LEWISTON — The local School Committee is scheduled to vote Monday on a proposal to create an online high school.

Superintendent Bill Webster said he had reservations about lessons being offered exclusively online, but he’d rather a student attend a Lewiston virtual school than the district pay thousands of dollars to a charter school.

Webster said he recently learned that the Lewiston School Department can offer the same virtual program from Pearson Learning Solutions, a private company, that charter school Maine Connections Academy is offering.

“We can offer the same program at half of what it costs to send them, and offer other options,” such as the ability to participate in Lewiston schools’ athletics and clubs, he said.

“Probably everyone ought to have that experience of online learning,” Webster said.

Public schools now have to compete not to lose students to charter schools. For each Lewiston student who opts to enroll in a charter school, the Lewiston School Department loses more than $8,000 from its budget.


“I want to do our best to keep them in Lewiston,” Webster said.

Ten Lewiston students attend Baxter Academy, a charter school in Portland, and four have registered with the virtual charter school, Webster said.

Making the presentation Monday night will be Lewiston High Principal Linda MacKenzie.

The virtual school would be offered “right in the walls of Lewiston High” in the fall of 2015. Tammy Thibodeau, a teacher and coach, would be the coordinator, Webster said.

Portland School Superintendent Emmanuel Caulk is also proposing to partner with the for-profit company to create a Portland online school, an idea opposed by Portland Mayor Michael Brennan, who said the idea deserves scrutiny.

Maine Commissioner Jim Rier said Thursday it’s premature for Lewiston and Portland superintendents to say local districts could enroll students in district virtual programs at a lower cost.


“It isn’t the same program,” Rier said, adding that Maine Connections Academy’s virtual charter program was approved by the Maine Charter Commission. “It requires a bunch of things that aren’t provided by Pearson,” Rier said. The local district could find that the savings they’re expecting aren’t there, he said.

Once home-schooled students enroll in a local district’s online program, that district would be responsible for all kinds of costs, including special education, Rier said.
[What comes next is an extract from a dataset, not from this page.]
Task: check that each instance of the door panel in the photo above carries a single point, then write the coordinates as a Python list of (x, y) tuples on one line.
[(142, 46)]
He added that if a virtual program is offered to some Lewiston students, “you have to offer it to all, including those already enrolled” in Lewiston schools.

He recommended that school superintendents “be cautious” about starting virtual schools.

He suggested they work to change state law so that when students enroll in a charter school, local schools are not punished financially.

The Lewiston School Committee will meet at 6:45 p.m. Monday, Sept. 8, at the downtown Dingley Building.